Whereas the aromaticity of closo boranes is widely accepted, less is known about the aromaticity of nido boranes. This work carried out by Prof. Francesc Teixidor, Prof. Clara Viñas, and Dr. Ines Bennour of the Institute of Materials Science of Barcelona (ICMAB-CSIC), Prof. Jordi Poater at the University of Barcelona (previous DiMoCat member) and Sílvia Escayola and Prof. Miquel Solà members of the DiMoCat group of the Institute of Computational Chemistry and Catalysis of the University of Girona, experimentally shows that deboronation of m-C2B9H12 is a difficult task, whereas deboranation of o-C2B9H12 is quite easy. Moreover, it is widely known that o-C2B10H12 isomerizes to m-C2B10H12 upon heating at 400 ºC. These two facts indicate that m-C2B10H12 is more stable than o-C2B10H12. To find a reason for the different stability of these two isomers, authors have analyzed the thermodynamic stability and aromaticity of these closo carboranes and their nido counterparts. Results show that the higher thermodynamic stability of m-C2B10H12 is not related to aromaticity differences but to the location of the C atoms in the carborane structure. It is also demonstrated that the aromaticity observed in closo boranes and carboranes is also present in their nido counterparts and, consequently, authors conclude that aromaticity in boron clusters survives radical structural changes. Further, sandwich metallocenes (e.g. ferrocene) and sandwich metallacarboranes (e.g. [Co(C2B9H11)2]) have traditionally been considered similar. In this work, it is shown that they are not. Metallacarboranes display global aromaticity, whereas metallocenes present local aromaticity in the ligands. Remarkable and unique is the double probe given by 1H- and 11B-NMR tracing the reciprocally antipodal endocyclic open face Hec and B1. These magnetic studies have permitted to correlate both nuclei and relate them to a diatropic current in the plane at the middle of the nido-[C2B9H12]. This observation is the first and unique data that proves experimentally the existence of diatropic currents, thence aromaticity, in nido clusters and is comparable to the existence of diatropic currents in planar aromatic compounds.

 

 

Poater, J.; Viñas, C.; Bennour, I.; Escayola, S.; Solà*, M.; Teixidor*, F. Too Persistent to Give Up: Aromaticity in Boron Clusters Survives Radical Structural Changes. J. Am. Chem. Soc., 2020, DOI: 10.1021/jacs.0c02228

Financial support: This work has been supported by the Ministerio de Economía y Competitividad (MINECO) of Spain (Projects CTQ2017-85341-P, CTQ2016-77558-R, and MDM-2017-0767) and the Generalitat de Catalunya (projects 2017SGR39 and 2017SGR348). Excellent service by the Supercomputer center of the Consorci de Serveis Universitaris de Catalunya (CSUC) is gratefully acknowledged.
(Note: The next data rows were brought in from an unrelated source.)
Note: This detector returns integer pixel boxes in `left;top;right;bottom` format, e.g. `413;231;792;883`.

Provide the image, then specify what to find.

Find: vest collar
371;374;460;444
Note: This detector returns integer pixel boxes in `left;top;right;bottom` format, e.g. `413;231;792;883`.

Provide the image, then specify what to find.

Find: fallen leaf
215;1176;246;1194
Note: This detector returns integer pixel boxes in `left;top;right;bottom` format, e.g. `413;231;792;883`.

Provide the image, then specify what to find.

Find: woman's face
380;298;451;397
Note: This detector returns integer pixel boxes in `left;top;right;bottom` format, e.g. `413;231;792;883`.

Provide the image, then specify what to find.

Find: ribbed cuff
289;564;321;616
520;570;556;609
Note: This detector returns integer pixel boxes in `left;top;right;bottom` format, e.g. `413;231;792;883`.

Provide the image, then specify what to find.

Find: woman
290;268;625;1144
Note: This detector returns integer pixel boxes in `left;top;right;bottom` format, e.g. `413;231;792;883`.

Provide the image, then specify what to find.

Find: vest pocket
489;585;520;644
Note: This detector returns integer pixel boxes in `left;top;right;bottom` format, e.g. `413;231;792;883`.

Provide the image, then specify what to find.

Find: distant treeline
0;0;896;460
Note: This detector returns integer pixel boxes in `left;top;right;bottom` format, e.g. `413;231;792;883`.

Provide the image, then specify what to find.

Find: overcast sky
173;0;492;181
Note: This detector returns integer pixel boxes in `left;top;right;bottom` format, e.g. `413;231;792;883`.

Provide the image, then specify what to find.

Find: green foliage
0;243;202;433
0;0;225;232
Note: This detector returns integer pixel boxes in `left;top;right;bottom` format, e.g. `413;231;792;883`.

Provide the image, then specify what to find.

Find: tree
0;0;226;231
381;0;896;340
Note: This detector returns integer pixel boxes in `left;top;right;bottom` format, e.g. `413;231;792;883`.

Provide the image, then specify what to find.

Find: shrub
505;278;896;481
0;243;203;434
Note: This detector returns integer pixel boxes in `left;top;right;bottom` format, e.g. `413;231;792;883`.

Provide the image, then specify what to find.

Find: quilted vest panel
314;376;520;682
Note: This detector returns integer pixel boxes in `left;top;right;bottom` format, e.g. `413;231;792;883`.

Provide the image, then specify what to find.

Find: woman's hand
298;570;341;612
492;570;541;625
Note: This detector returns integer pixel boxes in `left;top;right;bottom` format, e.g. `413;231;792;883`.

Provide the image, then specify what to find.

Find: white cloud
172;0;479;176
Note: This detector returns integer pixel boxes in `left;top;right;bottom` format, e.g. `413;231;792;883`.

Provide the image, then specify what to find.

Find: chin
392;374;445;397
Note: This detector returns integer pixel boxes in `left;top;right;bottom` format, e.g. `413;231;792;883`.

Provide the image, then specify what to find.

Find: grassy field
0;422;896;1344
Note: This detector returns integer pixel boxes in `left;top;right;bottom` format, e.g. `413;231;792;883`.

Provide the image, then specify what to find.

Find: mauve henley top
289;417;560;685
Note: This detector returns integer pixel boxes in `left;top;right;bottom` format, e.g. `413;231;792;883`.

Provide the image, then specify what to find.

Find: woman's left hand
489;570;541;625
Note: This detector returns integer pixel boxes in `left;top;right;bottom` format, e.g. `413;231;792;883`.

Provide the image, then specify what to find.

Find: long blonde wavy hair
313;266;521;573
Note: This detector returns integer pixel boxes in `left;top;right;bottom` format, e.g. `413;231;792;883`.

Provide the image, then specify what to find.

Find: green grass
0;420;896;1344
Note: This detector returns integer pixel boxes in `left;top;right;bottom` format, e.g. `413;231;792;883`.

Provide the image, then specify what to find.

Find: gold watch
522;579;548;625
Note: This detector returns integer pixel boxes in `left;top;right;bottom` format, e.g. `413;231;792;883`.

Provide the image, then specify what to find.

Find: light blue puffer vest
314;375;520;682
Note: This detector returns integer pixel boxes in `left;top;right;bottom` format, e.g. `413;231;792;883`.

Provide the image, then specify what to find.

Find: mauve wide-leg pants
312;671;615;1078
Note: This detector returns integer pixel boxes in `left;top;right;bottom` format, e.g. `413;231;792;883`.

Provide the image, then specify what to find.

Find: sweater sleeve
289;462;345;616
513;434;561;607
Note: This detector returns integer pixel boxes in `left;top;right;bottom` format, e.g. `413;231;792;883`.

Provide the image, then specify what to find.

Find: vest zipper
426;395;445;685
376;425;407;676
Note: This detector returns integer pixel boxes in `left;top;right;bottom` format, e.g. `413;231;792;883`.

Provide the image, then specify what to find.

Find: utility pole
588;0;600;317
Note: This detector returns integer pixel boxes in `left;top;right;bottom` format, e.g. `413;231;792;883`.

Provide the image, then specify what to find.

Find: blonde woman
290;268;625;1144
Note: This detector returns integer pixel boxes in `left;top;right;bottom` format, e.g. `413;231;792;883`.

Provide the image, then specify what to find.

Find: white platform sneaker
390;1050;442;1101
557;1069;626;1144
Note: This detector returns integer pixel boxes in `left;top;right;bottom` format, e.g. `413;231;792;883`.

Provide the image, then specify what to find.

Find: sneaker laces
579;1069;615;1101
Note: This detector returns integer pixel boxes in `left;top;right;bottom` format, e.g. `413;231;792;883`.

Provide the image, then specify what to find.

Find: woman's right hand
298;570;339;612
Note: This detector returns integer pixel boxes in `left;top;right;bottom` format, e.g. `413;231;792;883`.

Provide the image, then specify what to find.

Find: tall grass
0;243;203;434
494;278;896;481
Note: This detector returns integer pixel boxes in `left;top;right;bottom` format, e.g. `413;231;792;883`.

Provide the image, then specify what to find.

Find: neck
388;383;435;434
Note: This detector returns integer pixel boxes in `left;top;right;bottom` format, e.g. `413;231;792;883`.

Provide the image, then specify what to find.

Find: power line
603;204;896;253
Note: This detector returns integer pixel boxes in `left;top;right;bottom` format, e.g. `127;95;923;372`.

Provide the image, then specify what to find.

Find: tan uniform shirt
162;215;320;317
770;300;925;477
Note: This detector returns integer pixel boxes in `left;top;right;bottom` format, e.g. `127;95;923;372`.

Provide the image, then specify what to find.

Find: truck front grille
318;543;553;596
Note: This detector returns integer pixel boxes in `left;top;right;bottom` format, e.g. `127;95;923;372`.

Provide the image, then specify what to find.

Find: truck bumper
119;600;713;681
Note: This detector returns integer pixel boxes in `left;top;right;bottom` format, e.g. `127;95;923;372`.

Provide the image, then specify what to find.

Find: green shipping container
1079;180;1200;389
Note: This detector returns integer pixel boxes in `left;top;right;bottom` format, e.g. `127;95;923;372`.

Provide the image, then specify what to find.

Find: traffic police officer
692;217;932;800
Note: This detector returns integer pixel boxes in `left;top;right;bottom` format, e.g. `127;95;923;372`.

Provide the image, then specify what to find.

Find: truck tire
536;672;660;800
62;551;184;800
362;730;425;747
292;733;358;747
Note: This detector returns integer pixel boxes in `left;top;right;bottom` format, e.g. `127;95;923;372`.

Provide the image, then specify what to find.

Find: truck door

Two ICREA Acadèmia awards at IQCC: Anna Company and Albert Poater

ICREA announced the list of winners of the ICREA Acadèmia awards 2019, among which are three (!!!) names from the University of Girona: Sebastià Puig (Engineering), Anna Company and Albert Poater (both IQCC and Chemistry). Albert Poater belongs to DIMOCAT group.